The CASE only provides quantitative ratings that reflect environmental barriers and even though the CASE includes open-ended questions asking families to report on environmental supports and strategies, ratings for environmental supports are not provided. Therefore, stakeholders interested in obtaining quantitative ratings on environmental supports would need to consider other promising measures that assess environmental supports or both supports and barriers [1, 9, 10, 24, 25].

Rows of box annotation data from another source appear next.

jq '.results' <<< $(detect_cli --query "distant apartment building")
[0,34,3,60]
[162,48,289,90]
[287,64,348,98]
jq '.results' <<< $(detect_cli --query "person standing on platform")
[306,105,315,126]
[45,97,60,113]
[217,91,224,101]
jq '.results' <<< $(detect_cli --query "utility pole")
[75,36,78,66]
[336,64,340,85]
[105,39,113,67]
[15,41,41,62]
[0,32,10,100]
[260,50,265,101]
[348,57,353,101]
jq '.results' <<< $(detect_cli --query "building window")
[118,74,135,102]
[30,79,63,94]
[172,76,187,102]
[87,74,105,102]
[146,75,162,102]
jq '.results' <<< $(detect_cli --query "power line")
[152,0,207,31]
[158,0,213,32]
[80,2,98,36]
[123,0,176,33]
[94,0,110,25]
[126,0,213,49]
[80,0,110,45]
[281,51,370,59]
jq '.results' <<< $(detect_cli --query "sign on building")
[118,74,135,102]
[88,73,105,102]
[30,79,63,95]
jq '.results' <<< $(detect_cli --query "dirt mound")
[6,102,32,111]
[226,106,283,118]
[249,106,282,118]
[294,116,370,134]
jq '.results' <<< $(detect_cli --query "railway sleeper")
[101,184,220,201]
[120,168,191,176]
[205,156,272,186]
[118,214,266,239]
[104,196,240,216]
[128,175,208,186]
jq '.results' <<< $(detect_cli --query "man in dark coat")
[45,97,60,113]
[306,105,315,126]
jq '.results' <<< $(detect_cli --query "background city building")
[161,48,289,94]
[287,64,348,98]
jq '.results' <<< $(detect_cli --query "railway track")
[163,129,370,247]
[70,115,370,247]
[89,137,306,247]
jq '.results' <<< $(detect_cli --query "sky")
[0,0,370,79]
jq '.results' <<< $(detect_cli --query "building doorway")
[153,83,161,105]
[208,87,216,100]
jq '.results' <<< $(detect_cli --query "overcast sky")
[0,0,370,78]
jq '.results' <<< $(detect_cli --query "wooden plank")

Finally, because the CASE is completed by parents or primary guardians, the scores reported in this study only reflect parent perspectives. It is likely that the perspectives of youth would differ somewhat from their parents [4, 16]. Even though it is recommended that parents consider their youth’s perspectives, parents probably differed in the extent to which they did this in this study. Future research with the CASE might include providing more explicit guidelines to parents for inclusion of the youth’s perspective and/or developing a youth-report version of the CASE similar to what was done with the CASP [16]. Having the perspectives of the parent and youth, as well as other key people involved in the youth’s life, would likely result in a more consistent and collaborative approach for addressing environmental factors to support the participation of youth with chronic conditions and disabilities [4, 16].

Conclusions

The accumulation of validity evidence found in this study as well as prior research findings [2, 11–14, 16–18] suggests that the CASE is a promising measure for youth with a range of chronic conditions. Further psychometric testing is suggested to confirm the three-solution factor structure found in the study, assess test--retest reliability and examine the responsiveness of the scores over time. Also, future testing is needed to show whether the CASE total and CASE factor scores are useful across more diverse and representative samples in terms of chronic condition/disability, race, ethnicity, socioeconomic status and geographic location.

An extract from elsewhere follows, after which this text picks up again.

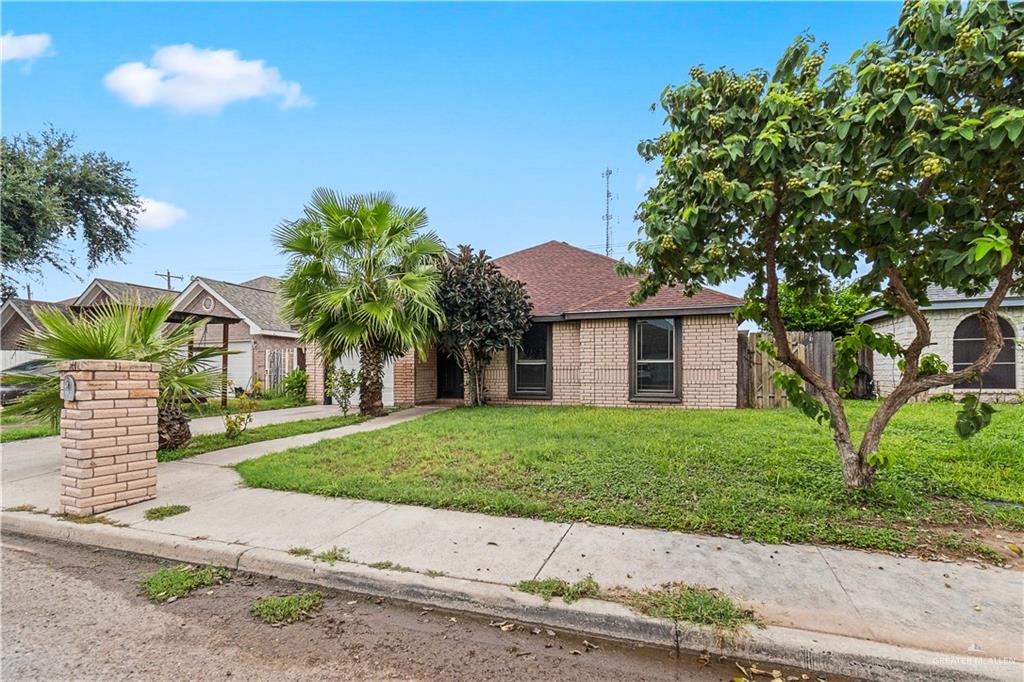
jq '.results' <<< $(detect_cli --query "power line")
[154,268,185,291]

Clinicians and researchers will need to consider which CASE scores (total, subscale or item-level) to use based on the level of specificity and statistical power needed for their clinical and research needs. In addition to the three-factor subscale scores described, stakeholders might consider creating other subscale or composite scores guided by their own information goals, for example, combining items that are specific to a setting or one of the five ICF environmental domains [13, 14, 23, 26]. Finally, and importantly, future research is needed to understand how scores from the CASE (and other measures) inform decisions to support meaningful participation of youth with chronic conditions and disabilities and to know whether these scores are responsive to interventions or policies that target the physical, social and attitudinal environment [1, 4, 9, 10].

Acknowledgments

Authors acknowledge Dr. Virginia Wright (study co-investigator) for reviewing this manuscript and providing editorial suggestions. We also thank Dr. Linda Miller (study co-investigator) and Ms. Megan Nichols (study project coordinator) for their contributions to the larger study. Appreciation is extended to all youth, families, research assistants, study interviewers and collaborators who are participating in the larger study.

Declaration of interest

The authors report no conflicts of interest. The authors alone are responsible for the content and writing of this paper.

This research was supported by a grant (#191232) from the Canadian Institutes of Health Research.